Why You Should Always Go for the First-Date Kiss

To kiss or not to kiss? It’s a dilemma that could throw you into a tailspin of over-analysis, self-defeating talk and crippling anxiety. If you go for the kiss and she turns away, it’s a tough pill to swallow for any guy. (A pretty big matzo ball to eat, as Jerry Seinfeld would say.) It’s hard not to feel thoroughly rejected. The thing is, rejection sucks, but the unknown sucks more. I’m not here to tell you to dive in headfirst at 100 mph. Slow your roll, but dip your toes in the water, fellas. Here are a handful of legitimate reasons you should always move in—or at least ask—for that first kiss.

Being a gentleman doesn’t mean you have to avoid physical flirtation, just like being a classy lady doesn’t mean you have to practice celibacy.

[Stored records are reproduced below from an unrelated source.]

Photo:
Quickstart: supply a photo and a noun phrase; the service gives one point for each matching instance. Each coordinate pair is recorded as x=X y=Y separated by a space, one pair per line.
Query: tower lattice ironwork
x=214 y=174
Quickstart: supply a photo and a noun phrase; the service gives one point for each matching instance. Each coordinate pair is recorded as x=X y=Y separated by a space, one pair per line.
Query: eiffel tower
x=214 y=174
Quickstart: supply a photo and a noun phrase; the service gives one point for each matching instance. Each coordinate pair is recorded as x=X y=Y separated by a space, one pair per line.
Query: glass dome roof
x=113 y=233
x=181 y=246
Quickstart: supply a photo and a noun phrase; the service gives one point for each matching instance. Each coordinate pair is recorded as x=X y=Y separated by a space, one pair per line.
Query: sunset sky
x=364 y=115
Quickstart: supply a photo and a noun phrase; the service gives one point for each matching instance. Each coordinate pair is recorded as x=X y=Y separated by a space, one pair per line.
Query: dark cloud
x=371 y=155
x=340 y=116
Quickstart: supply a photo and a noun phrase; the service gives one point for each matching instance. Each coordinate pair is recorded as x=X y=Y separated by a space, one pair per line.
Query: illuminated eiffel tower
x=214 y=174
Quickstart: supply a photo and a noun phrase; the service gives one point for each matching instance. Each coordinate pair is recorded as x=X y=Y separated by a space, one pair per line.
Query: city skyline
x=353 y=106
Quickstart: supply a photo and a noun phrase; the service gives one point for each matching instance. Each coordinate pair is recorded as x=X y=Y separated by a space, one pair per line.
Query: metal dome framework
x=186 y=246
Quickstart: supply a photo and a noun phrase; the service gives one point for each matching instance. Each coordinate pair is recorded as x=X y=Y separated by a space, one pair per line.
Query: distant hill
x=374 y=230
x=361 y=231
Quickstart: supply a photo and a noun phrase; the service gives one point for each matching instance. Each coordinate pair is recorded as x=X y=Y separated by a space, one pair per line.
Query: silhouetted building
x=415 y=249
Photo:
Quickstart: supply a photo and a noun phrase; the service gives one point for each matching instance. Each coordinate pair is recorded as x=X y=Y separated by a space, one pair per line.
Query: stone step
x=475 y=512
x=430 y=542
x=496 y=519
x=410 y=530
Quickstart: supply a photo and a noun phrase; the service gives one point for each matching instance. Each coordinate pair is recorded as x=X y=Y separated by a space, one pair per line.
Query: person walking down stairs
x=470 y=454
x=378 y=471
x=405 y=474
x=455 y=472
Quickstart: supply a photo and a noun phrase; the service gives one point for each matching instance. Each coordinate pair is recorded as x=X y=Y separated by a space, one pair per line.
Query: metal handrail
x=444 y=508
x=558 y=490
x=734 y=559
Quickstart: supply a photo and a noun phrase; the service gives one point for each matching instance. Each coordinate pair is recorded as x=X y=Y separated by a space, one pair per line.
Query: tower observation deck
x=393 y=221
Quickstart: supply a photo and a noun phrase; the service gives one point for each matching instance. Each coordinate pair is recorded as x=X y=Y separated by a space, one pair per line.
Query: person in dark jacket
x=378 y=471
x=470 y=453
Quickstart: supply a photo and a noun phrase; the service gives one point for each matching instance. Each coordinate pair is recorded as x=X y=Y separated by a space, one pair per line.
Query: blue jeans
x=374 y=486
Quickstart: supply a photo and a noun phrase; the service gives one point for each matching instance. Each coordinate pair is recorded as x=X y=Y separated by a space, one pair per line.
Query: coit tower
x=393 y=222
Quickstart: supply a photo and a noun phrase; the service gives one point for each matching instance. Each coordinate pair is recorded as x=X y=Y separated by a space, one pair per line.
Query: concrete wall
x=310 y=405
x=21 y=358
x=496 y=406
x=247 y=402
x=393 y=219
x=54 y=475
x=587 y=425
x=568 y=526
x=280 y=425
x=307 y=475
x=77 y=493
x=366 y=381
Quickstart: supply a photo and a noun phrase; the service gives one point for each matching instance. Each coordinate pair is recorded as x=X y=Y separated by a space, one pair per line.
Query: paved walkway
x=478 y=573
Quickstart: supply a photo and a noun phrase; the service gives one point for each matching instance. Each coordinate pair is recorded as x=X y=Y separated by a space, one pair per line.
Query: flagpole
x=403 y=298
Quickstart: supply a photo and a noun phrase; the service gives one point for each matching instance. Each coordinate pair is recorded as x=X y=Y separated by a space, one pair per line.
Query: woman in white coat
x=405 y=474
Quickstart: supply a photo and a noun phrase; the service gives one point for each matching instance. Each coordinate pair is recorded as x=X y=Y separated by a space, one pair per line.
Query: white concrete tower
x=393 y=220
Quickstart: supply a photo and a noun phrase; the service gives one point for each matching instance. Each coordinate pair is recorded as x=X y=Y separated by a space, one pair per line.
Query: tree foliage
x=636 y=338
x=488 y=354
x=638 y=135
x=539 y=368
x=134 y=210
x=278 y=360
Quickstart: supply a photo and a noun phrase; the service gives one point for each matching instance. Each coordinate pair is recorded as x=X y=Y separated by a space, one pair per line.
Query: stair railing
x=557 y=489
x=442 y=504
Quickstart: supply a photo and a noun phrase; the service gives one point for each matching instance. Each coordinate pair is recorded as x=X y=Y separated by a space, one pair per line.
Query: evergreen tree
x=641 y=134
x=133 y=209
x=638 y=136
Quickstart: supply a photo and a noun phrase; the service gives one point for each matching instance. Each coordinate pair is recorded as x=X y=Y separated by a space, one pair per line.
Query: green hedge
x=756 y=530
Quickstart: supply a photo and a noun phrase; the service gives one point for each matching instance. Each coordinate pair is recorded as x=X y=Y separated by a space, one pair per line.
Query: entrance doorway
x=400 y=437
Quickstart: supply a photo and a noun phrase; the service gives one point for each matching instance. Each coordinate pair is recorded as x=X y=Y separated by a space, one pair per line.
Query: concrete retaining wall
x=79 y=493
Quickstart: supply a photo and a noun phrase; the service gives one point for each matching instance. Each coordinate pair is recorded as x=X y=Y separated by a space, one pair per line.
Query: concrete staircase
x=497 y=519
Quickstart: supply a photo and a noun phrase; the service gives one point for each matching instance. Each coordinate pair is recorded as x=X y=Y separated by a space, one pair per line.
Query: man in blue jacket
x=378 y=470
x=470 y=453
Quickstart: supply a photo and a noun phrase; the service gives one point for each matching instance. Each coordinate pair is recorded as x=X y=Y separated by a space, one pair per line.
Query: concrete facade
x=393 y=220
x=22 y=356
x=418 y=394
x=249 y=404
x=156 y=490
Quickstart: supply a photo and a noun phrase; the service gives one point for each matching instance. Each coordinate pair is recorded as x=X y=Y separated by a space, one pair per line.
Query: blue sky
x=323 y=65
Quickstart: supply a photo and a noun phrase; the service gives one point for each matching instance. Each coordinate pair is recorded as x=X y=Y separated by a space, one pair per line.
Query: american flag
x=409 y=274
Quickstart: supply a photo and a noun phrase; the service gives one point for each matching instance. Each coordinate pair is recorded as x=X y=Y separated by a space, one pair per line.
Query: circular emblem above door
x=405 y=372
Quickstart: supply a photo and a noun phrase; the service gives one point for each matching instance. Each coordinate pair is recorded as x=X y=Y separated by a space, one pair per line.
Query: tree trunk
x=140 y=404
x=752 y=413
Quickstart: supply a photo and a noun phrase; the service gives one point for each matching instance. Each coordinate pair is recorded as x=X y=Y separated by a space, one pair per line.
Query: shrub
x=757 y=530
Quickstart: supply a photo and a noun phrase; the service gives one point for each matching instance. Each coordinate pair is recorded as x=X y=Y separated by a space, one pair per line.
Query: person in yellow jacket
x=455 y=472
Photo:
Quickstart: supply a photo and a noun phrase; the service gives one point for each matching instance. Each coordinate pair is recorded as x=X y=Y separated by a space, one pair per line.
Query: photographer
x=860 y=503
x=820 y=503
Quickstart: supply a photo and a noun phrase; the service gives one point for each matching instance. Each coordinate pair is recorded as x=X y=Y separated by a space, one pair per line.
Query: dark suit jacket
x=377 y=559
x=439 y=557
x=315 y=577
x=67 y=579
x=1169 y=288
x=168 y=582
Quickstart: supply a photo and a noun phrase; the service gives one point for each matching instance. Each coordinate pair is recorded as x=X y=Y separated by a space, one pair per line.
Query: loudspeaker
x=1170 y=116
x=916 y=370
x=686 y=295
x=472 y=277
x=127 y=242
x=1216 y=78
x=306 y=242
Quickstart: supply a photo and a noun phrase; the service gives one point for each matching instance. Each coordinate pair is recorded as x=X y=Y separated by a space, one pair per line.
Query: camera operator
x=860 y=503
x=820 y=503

  1. She likely won’t make the first move.
    As much as I vehemently disagree with this, we live in a world where women are programmed to be passive. When we’re young girls, we’re taught to be flirtatious but never forward. When we’re older, we’re rarely encouraged to ask someone out first. Nor is it really socially acceptable to initiate the “what is this?” conversation without running the risk of sounding crazy. Think about it: When’s the last time you watched a woman propose? It’s bullshit. But because of all of this “tradition” swirling around women’s brains, odds are she won’t make the first move.
  2. You’re probably going to send mixed signals if you don’t.
    I recall one single time a date didn’t kiss me. My girlfriends told me he’s probably gay to make me feel better. He was French. Maybe it’s a French thing. Or a foreign thing. But I always date foreign dudes and this is the first time one didn’t go for the kiss. It was daylight. People get awkward in daylight. He just wasn’t into it. But, wait, he asked me out again. When we ultimately went out a second time, and we did eventually kiss, it was like my dog threw up in my mouth. And I wasted all that time sweating it when I didn’t know I didn’t want to kiss him anyway. Which leads me to my next point.
  3. Kissing will establish sexual attraction, or lack thereof (equally helpful).
    When you kiss your date, it gets the big question mark out of the way. Are we into each other? Maybe she’ll turn her head to dodge your lips or say no. There’s your answer. If she accepts and it’s great, well, great. You two are compatible and should keep going out. If it sucks to the point that it’s un-trainable or un-improvable, maybe you don’t see each other again and cut your losses before deeper feelings get involved. It wouldn’t be too extreme of a move. In fact, evolutionary psychologists at the State University of New York at Albany found that 59 percent of men and 66 percent of women say they’ve ended a budding relationship because a kiss didn’t go well. It’s nature’s ultimate litmus test. Trust it.
  4. The “gentleman” card is a socially constructed theory that does not exist.
    Here’s the myth: Being a gentleman doesn’t mean you have to avoid physical flirtation, just like being a classy lady doesn’t mean you have to practice celibacy. What we’re dealing with here is the male version of slut-shaming, or labels that are utterly subjective. If you want to make out, make out. So long as it’s invited, there’s no written rule that says if you don’t go for the kiss, you’re being a gentleman.
  5. Kissing is fun.
    Our first experiences with love and security typically involve lip pressure and stimulation through behaviors that mimic kissing, like nursing and binkies. We then lay down neural pathways in our brains that associate pursing the lips with positive emotions. So when we kiss, it also evokes positive emotions. Positive emotions are fun. So don’t think about the possibility of her rejecting you and the pain that it would bring. Focus on the tremendous pleasure you’ll feel when you go in for the kiss, she accepts and suddenly you’re making out. Which is one of the best feelings.
  6. Kissing is legitimately good for humans.
    Our lips are the body’s most exposed erogenous zone, so kissing fuels a cascade of neural impulses between the brain, lips, tongue, facial muscles and skin. A kiss can spike the neurotransmitter dopamine, which is linked to feelings of craving and desire, oxytocin, which is known as the “love hormone” and fosters a sense of closeness, and adrenaline, which boosts our heart rates and heats us up in anticipation. What’s more, cortisol, which is known as the “stress hormone,” takes a dip, blood vessels dilate, breathing deepens, cheeks flush and the pulse quickens. So really, kissing is just healthy.